The second is having more women in healthcare. With cultural/racial/ethnic
bias, we have seen a decrease in that bias when physicians of that
culture/ethnicity are involved in that patient's care. Problem is, I don't
believe this has worked all that well when applied to gender bias. You may
argue that women are severely under-represented in areas of healthcare
(surgery for example), and we should strive for there to be more female
surgeons. However, look at obstetrics/gynecology in the US. We have a
predominantly female workforce, and there's still bias against women
during/after pregnancy. Look at how many patients presenting with symptoms of
pre-eclampsia (leading to a potentially fatal condition HELLP) are missed or
disregarded. What about the rates of pulmonary embolism after overlooked deep
vein thrombosis symptoms post-childbirth?
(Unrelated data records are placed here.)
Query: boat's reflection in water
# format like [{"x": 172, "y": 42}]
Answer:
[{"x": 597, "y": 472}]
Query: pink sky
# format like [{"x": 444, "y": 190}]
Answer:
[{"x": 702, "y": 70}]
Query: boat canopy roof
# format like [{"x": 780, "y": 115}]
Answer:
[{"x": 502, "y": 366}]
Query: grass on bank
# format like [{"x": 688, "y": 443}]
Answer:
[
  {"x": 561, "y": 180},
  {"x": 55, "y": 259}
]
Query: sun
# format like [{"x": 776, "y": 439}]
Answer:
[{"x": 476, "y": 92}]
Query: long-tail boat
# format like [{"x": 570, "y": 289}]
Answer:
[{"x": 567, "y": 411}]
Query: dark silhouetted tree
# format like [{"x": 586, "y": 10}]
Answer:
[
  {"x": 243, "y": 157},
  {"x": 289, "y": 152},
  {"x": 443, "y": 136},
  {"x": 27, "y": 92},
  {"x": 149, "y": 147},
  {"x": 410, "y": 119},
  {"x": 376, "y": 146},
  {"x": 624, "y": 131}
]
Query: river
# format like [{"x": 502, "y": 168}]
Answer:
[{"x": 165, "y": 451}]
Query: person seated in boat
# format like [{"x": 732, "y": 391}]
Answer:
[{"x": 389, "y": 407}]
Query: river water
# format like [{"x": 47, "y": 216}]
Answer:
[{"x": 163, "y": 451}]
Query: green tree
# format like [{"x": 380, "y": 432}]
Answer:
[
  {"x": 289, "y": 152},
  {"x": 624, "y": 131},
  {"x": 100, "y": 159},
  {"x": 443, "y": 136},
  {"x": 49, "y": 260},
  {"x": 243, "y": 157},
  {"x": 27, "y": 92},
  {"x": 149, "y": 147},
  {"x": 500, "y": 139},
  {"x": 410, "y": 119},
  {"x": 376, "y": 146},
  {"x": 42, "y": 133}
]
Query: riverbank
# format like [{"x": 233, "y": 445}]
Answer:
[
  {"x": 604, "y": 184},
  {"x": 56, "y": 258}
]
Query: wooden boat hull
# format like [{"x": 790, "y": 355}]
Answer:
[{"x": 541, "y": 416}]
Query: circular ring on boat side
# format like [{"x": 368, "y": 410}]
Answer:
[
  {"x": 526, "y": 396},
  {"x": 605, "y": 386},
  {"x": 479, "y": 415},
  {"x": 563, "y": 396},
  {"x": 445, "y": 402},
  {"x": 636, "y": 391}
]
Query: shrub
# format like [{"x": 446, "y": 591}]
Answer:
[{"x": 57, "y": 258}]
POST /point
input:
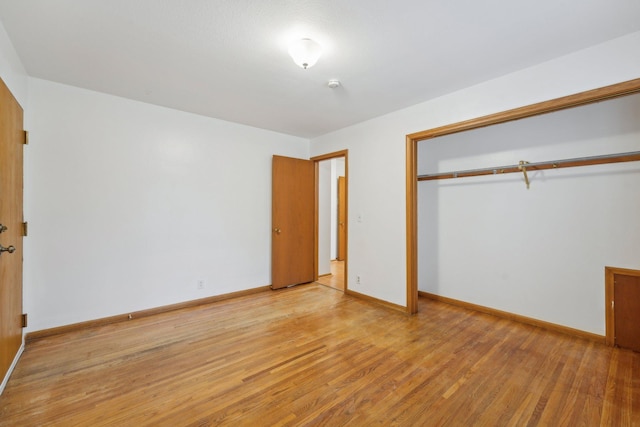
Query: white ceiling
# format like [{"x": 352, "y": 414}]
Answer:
[{"x": 228, "y": 58}]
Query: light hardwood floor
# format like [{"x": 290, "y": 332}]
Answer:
[
  {"x": 311, "y": 356},
  {"x": 336, "y": 278}
]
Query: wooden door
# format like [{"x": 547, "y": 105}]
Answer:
[
  {"x": 11, "y": 141},
  {"x": 626, "y": 290},
  {"x": 293, "y": 226},
  {"x": 342, "y": 218}
]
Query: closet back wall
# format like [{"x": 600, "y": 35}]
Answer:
[{"x": 540, "y": 252}]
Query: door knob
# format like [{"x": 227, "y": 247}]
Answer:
[{"x": 11, "y": 249}]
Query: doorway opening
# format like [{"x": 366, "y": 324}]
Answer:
[{"x": 331, "y": 219}]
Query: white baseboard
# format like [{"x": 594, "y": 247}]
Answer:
[{"x": 12, "y": 367}]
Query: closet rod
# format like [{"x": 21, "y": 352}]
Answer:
[{"x": 632, "y": 156}]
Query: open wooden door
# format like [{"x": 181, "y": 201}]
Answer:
[
  {"x": 11, "y": 144},
  {"x": 627, "y": 311},
  {"x": 292, "y": 219},
  {"x": 342, "y": 218}
]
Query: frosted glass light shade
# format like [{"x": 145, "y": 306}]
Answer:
[{"x": 305, "y": 52}]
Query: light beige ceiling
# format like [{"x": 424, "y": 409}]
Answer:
[{"x": 228, "y": 58}]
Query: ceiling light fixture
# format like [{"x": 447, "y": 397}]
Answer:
[{"x": 305, "y": 52}]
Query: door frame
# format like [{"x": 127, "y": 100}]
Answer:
[
  {"x": 582, "y": 98},
  {"x": 316, "y": 160},
  {"x": 609, "y": 288}
]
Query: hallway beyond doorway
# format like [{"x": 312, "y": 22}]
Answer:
[{"x": 336, "y": 278}]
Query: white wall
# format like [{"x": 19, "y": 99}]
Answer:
[
  {"x": 129, "y": 205},
  {"x": 539, "y": 252},
  {"x": 11, "y": 69},
  {"x": 377, "y": 250}
]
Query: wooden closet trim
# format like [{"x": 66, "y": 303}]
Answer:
[{"x": 583, "y": 98}]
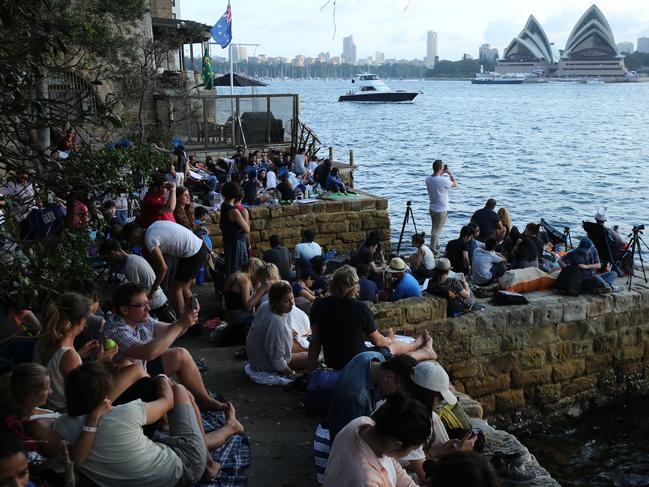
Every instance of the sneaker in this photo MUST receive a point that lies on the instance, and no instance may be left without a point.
(510, 468)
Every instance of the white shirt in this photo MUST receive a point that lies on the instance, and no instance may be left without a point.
(428, 258)
(481, 268)
(137, 269)
(438, 187)
(299, 164)
(306, 251)
(173, 239)
(271, 180)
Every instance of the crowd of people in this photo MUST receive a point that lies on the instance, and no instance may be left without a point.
(489, 245)
(96, 375)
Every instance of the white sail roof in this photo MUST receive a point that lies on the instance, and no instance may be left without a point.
(591, 37)
(532, 44)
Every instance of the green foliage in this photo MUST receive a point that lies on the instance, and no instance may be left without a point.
(41, 42)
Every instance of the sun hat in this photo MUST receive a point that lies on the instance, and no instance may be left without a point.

The healthcare industry has in recent times made it hard to spend the time or
resources needed to really "care" for a patient. Doctors have to keep their
visits short to maintain their volume (and job), nurse shortages are
prevalent, and everyone is overworked. I don't know if or when we're going to
end up solving this problem, but maybe starting an honest conversation with
colleagues will help.

Edit: changed some words for clarity.